Each summer prior to this, I have been heavily scheduled: summertime becomes an opportunity to financially make-up for some ten-months of abject poverty (holding down two-three jobs is, historically, a norm). Occasionally summer courses are an added responsiblity; fellowships and internships are wonderful, but also preclude any bit of evasion from responsibility and duty.

This summer, though, is far less stringently scheduled: I’m enrolled in an intensive language course (to study Polish) from mid-June through mid-August. Until the beginning of this, though, I am reasonably without obligation: I work a very part-time job (12 hours/week), and otherwise have the rest of my time at my disposal. With this happy situation at hand, I’ve decided that there are a host of tasks, activities, goals, and ambitions to accomplish. Though my economic situation is far from ideal (I live painfully ‘hand-to-mouth,’ as it were)

Maintaining some semblance of a fixed schedule is a priority. Without it, I tend to lapse into near-abuse of the internet  (the most painful of time-sucks), and neglect any sort of growth. As such, I have compiled a small, though respectable, list of goals. They are as follows:

  1. Work through lesson 12 of the Yiddish textbook (Commitment: 6 hours/week)
  2. Re-work through lesson 9 of the Czech textbook (Commitment: 6 hours/week)
  3. Read 10 works in philosophy/theology/sociology (Commitment: 8 hours/week)
  4. Make 40 gym visits (Commitment: 12 hours/week)
  5. Write 20 pages in my journal (Commitment: 2 hours/week)
  6. Work (Commitment: 12 hours/week)

Total temporal obligation? 46. Out of 168.  I’m left with 124 hours; subtracting sleep (at the rate of a generous, and optimistic, 9 hours/night), I’m left with 61 hours of time on my own each week. Frightening. Where do the hours go? …I’m honestly not sure. Presumably, I’m on the internet (maybe 20 hours/week? Terrifying!). I socialize, though this is fairly light. I take naps (or ‘doze,’ with a book butterflied on my abdomen).

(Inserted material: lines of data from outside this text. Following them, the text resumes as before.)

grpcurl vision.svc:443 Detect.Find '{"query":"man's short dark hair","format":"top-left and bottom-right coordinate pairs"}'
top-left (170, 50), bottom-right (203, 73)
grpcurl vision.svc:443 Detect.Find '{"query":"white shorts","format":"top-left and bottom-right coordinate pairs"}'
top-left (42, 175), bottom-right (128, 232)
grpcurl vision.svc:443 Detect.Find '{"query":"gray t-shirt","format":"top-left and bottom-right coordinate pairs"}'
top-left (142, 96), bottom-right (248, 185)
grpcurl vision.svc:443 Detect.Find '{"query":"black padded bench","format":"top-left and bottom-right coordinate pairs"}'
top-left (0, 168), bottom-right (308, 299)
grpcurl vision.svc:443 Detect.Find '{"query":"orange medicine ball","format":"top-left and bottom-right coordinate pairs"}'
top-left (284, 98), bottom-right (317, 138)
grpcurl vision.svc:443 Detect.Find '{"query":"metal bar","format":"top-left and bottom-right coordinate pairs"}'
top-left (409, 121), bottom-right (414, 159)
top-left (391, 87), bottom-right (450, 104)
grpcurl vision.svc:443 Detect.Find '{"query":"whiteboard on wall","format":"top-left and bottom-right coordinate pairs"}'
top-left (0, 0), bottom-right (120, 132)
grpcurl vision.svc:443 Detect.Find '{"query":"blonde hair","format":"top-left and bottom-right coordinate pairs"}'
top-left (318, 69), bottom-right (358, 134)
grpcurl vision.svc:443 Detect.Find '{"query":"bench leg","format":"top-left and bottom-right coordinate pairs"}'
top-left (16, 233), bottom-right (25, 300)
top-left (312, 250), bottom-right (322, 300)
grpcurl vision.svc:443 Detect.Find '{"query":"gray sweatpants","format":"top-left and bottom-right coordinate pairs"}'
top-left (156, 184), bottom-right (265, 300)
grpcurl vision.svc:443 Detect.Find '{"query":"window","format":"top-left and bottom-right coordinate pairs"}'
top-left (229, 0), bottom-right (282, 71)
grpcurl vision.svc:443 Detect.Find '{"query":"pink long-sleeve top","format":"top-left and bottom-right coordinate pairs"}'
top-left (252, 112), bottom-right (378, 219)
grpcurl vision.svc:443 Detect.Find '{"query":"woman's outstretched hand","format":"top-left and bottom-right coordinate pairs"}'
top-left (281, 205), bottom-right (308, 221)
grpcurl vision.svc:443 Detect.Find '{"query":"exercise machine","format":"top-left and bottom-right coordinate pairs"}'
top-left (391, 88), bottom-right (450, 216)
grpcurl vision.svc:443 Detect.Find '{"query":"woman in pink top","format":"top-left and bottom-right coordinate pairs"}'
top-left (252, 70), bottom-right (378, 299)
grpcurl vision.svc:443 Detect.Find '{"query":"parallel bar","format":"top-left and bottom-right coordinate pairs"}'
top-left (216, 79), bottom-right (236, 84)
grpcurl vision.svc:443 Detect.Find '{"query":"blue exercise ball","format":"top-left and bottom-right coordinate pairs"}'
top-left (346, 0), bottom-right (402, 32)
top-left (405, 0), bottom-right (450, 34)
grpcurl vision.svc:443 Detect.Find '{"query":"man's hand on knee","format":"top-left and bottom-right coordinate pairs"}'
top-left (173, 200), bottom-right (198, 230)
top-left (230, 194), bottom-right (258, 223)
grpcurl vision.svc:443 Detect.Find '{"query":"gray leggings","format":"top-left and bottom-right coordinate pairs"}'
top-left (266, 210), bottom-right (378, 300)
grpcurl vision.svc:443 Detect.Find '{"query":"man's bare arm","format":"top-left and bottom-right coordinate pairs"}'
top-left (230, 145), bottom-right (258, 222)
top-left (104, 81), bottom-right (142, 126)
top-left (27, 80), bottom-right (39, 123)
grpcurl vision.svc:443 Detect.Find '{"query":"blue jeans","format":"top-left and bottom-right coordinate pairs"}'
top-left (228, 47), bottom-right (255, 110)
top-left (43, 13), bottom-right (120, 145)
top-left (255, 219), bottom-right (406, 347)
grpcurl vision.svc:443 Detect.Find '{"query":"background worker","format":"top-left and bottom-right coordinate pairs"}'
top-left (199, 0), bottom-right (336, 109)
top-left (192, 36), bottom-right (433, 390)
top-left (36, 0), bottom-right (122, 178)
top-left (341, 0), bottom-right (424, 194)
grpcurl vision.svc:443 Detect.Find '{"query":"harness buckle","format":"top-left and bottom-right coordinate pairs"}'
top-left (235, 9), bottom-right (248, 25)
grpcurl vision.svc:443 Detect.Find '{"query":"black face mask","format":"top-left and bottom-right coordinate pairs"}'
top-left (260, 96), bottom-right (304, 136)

Much like money (if not attentively tracked), the spending of one’s time slips quickly out of control. Accounting roughly for what one does, and where one’s attentions are directed, is important for time management. As such, my goal is to track – as closely as possible – my time usage over the next week, and post the results on May 17. Additionally, I’ll do some sort of statistical analysis (I spend x% of time engaged in y, &c), and also attempt to keep my notes as detailed and specific as possible. I have a suspicion that I will not be pleased with the results.